273/69 Wednesday, May 20, 2026
INTERPOL has announced the results of Operation Ramz, a major cybercrime crackdown targeting phishing, malware, and online fraud infrastructure across the Middle East and North Africa (MENA) region. Conducted between October 2025 and February 28, 2026, the operation led to the arrest of 201 suspects and the identification of an additional 382 individuals across 13 countries. Authorities also seized 53 servers linked to phishing campaigns, malware distribution, and online scams, while identifying at least 3,867 victims affected by the criminal operations.
The operation focused on dismantling cybercriminal infrastructure used to support malicious online activities. Several private-sector cybersecurity organizations contributed threat intelligence and technical support, including Group-IB, Kaspersky, Shadowserver Foundation, Team Cymru, and TrendAI. Operational highlights included authorities in Qatar discovering compromised devices unknowingly used to distribute malware, law enforcement in Jordan dismantling an investment fraud network and arresting two suspected operation managers, officials in Oman shutting down vulnerable malware-infected servers, and authorities in Morocco seizing computers, smartphones, and storage devices linked to phishing operations.

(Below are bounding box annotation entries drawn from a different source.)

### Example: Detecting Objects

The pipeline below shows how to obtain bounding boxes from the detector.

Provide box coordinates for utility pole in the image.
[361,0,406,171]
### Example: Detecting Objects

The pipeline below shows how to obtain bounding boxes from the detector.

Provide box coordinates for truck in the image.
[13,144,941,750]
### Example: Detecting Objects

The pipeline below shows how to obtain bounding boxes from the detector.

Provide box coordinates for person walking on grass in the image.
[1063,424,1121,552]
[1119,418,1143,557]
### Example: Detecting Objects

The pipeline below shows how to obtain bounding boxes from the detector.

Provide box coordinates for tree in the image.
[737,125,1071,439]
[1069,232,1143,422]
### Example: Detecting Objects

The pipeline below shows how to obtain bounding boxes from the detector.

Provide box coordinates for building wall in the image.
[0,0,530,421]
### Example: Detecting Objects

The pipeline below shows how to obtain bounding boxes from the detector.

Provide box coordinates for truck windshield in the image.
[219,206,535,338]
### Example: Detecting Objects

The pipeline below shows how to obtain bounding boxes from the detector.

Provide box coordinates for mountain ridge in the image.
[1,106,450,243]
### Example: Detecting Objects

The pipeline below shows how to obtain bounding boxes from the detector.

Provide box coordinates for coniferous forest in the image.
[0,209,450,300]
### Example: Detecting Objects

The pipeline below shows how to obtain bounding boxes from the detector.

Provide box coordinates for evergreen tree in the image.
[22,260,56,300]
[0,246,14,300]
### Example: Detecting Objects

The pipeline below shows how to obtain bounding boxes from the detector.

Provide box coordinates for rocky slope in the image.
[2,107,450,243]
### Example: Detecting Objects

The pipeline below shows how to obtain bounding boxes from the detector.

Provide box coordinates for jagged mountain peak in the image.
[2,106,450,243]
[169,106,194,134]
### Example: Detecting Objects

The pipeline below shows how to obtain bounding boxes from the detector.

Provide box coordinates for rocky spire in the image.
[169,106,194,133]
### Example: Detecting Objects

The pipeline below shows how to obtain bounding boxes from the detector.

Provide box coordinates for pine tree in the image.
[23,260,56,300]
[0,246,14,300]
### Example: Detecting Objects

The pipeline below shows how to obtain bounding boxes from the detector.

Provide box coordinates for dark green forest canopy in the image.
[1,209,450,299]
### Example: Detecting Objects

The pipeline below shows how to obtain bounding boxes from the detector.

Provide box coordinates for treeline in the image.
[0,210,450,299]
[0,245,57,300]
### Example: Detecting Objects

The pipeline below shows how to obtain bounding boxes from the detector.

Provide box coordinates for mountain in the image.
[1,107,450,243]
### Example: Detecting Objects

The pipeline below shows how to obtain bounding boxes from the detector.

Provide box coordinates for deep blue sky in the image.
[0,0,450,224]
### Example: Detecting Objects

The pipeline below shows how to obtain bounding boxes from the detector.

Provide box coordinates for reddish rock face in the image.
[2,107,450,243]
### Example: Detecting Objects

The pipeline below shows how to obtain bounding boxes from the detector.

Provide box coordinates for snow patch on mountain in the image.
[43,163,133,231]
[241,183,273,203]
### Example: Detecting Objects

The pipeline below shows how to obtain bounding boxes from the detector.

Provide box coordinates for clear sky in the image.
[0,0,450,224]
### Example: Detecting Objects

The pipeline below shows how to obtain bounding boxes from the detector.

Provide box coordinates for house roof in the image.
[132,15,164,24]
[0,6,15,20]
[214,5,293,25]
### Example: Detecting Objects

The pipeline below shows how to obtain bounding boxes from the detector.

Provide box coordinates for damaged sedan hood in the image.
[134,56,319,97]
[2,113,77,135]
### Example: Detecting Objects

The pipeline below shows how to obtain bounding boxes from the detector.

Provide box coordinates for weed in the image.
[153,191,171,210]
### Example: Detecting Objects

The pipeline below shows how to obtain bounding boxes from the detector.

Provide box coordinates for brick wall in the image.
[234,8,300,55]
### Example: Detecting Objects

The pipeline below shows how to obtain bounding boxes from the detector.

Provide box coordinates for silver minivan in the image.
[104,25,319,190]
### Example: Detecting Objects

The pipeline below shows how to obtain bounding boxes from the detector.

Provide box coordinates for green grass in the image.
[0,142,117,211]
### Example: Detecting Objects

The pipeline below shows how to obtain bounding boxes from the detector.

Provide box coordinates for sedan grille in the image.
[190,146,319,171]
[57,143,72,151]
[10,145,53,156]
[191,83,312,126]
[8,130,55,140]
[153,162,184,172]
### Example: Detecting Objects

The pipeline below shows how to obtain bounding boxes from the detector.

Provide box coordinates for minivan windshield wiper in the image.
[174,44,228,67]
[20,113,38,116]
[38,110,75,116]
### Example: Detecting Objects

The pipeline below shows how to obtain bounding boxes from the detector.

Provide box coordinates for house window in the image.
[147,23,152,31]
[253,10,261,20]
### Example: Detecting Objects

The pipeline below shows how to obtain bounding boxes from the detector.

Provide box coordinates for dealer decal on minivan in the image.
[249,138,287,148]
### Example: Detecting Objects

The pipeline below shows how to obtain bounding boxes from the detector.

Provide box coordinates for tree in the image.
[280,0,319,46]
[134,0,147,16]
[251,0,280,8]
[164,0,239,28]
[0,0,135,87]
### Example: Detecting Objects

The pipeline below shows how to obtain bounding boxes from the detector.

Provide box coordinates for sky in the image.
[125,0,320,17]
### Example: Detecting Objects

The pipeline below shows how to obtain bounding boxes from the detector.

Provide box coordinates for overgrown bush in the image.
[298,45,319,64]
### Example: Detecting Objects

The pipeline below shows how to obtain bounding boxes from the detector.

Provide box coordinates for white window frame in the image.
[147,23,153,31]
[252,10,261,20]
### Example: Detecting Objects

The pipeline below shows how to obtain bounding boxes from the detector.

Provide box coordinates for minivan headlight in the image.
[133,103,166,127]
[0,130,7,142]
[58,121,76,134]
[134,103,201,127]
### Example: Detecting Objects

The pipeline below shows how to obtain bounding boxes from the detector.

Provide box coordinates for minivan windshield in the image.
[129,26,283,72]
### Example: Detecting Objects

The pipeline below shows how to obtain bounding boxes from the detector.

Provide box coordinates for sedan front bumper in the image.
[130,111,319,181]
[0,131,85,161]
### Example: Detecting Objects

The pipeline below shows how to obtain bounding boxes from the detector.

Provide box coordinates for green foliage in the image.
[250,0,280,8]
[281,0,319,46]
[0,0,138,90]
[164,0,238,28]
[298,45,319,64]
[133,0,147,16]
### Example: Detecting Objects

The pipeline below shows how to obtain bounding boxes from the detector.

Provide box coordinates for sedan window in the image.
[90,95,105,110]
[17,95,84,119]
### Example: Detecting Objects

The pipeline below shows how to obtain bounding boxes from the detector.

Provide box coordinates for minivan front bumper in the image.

INTERPOL described Operation Ramz as the first large-scale regional cyber operation conducted across the MENA region. Investigators exchanged nearly 8,000 intelligence reports to support investigations and cross-border coordination among participating countries. The operation highlights the growing need for international cooperation and intelligence sharing between public and private sectors to combat phishing, malware, and online fraud activities that increasingly operate across national boundaries.